The FTIR spectra of the algal extracts revealed distinct absorption bands, each corresponding to different functional groups. Characteristic absorption peaks were identified and annotated on the spectrum, allowing for the determination of specific chemical bonds present in the algal extracts9. The presence of broad absorption bands around 3400 cm⁻¹ indicated O-H stretching vibrations, suggestive of hydroxyl groups, commonly found in phenolic compounds. Peaks observed near 2920 cm⁻¹ and 2850 cm⁻¹ were ascribe to C-H stretching vibrations, indicative of aliphatic chains. Some absorption bands around 1650 cm⁻¹ was found C=C stretching vibrations, typical of alkenes or aromatic rings. Additionally, the presence of peaks near 1100 cm⁻¹ and 1050 cm⁻¹ suggested C-N and C-O stretching vibrations, consequently, indicating the existence of ether, or amine groups. Peaks in the region of 650-500 cm⁻¹ were attributed to C-Br stretching vibrations, suggesting halogenated compounds.
The detailed results of the functional group analysis for Chara fibrosa and Cladophora crispata are presented in Table 1, highlighting the diverse range of bioactive compounds present in these algal species. This comprehensive identification of functional groups underscores the potential of these algae as sources of novel bioactive compounds for pharmaceutical applications.

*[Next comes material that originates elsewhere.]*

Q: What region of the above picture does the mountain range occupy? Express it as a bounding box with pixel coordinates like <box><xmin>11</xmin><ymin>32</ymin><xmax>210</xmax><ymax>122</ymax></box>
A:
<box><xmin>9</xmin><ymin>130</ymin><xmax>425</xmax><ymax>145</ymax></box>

FTIR spectroscopy analysis of Chara fibrosa extract revealed a variety of functional groups and compound classes, each contributing to the chemical profile of the extract. The spectrum exhibited a C=C bending vibration at 713.66 cm⁻¹, indicating the presence of alkene groups. Fluoro compounds were identified through a C-F stretching peak at 1008.77 cm⁻¹, confirming their presence in the extract. Additionally, amines were detected with C-N
stretching vibrations at 1024.2 cm⁻¹ and 1244.09 cm⁻¹, suggesting that multiple amine groups are present.
Figure 1: FTIR Spectra of Algal Extracts from Chara fibrosa.
The extract also contained sulfoxides, as evidenced by an S=O stretching peak at 1037.7 cm⁻¹. Aliphatic ethers were identified through a C-O stretching peak at 1147.65 cm⁻¹. Carboxylic acids were confirmed by O-H bowing down to 1433.11 cm⁻¹ and O-H stretching at 3273.2 cm⁻¹. Alkane groups were detected with C-H bending vibrations at 1444.68 cm⁻¹ and 1454.33 cm⁻¹, and a C-H stretching peak at 2848.86 cm⁻¹.
Table 1: Range of major FTIR band assignments reported for Chara fibrosa analysis
| S. No. | Wavenumber range | Assignments (stretches/bends) | Functional Group | Comments |
| 1 | 713.66 | C = C | Alkene | Alkene |
| 2 | 1008.77 | C – F | Fluoro compound | Fluoro compound |
| 3 | 1024.2 | C – N | Amine | Amine |
| 4 | 1037.7 | S = O | Sulfoxide | Sulfoxide |
| 5 | 1147.65 | C – O | Aliphatic ether | Aliphatic ether |
| 6 | 1244.09 | C – N | Amine | Amine |
| 7 | 1433.11 | O – H | Carboxylic acid | Carboxylic acid |
| 8 | 1444.68 | C – H | Alkane | Alkane |
| 9 | 1454.33 | C – H | Alkane | Alkane |
| 10 | 1795.73 | C = O | Conjugated acid halide | Conjugated acid halide |
| 11 | 2848.86 | C – H | Alkane | Alkane |
| 12 | 3273.2 | O – H | Carboxylic acid | Carboxylic acid |
Furthermore, a C=O stretching peak at 1795.73 cm⁻¹ indicated the presence of conjugated acid halides. These results highlight the diverse chemical composition of the Cladophora crispata extract, reflecting a range of functional groups that may contribute to its biological activity and potential applications in various fields.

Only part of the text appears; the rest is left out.